Les Économistes (The Economists). Self-named group of liberal, free-trade political economists. Bastiat and his colleagues believed that, because their doctrine was founded on natural law and a scientific study of the way markets and economies worked in reality, there could be only one school of economics (just as there could be only one school of mechanics or optics). On the other hand, the opponents of free markets (such as the followers of Fourier, Robert Owen, Étienne Cabet, Louis Blanc, Pierre Proudhon, and Pierre Leroux) had as many schools of socialist thought as they could imagine different ways in which society might be restructured or reorganized according to their utopian visions.
February Revolution. See the entry for “Revolution of 1848” in this glossary.
Fourierism. See the entry for “Fourier, François-Marie Charles,” in the Glossary of Persons.
Fourierist. See the entry for “Fourier, François-Marie Charles,” in the Glossary of Persons.
General Council. Chamber in each French département that deliberates on subjects concerning that département. It has one representative per county (twenty-eight at the time for the Landes département, thirty-one today), elected for nine years (six years today). Its functions have varied over time. Bastiat was elected general councillor in 1833 for the county of Mugron, a post he held until his death. At that time, the Council deliberations had to be approved by the prefect.

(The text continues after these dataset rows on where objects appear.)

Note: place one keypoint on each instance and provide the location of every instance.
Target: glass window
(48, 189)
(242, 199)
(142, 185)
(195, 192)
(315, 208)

General Council on Agriculture, Industry, and Trade. Created by a decree of 1 February 1850, the Council resulted from the merger of three councils (respectively agriculture, industry, and commerce) that were separate up to then. It had 236 members: 96 for agriculture, 59 for industry, 73 for commerce, and 8 for Algeria and the colonies. Its role was to enlighten the government on economic matters. The first session took place from 7 April to 11 May 1850 in the Luxembourg Palace and was opened by the president of the Republic.
Girondins. Group of liberal-minded and moderate republican deputies and their supporters within the Legislative Assembly (1791–92) and National Convention (1792–95) in the early phase of the French Revolution. They got their name from the fact that many of the deputies came from the Gironde region in southwest France, near the major port city of Bordeaux. An important meeting place for the Girondins, where they discussed their ideas and strategies, was the salon of Madame Roland (1754–93). Other members of the group included Jean Pierre Brissot, Pierre Victurnien Vergniaud, Charles Barbaroux, Thomas Paine, and the marquis de Condorcet.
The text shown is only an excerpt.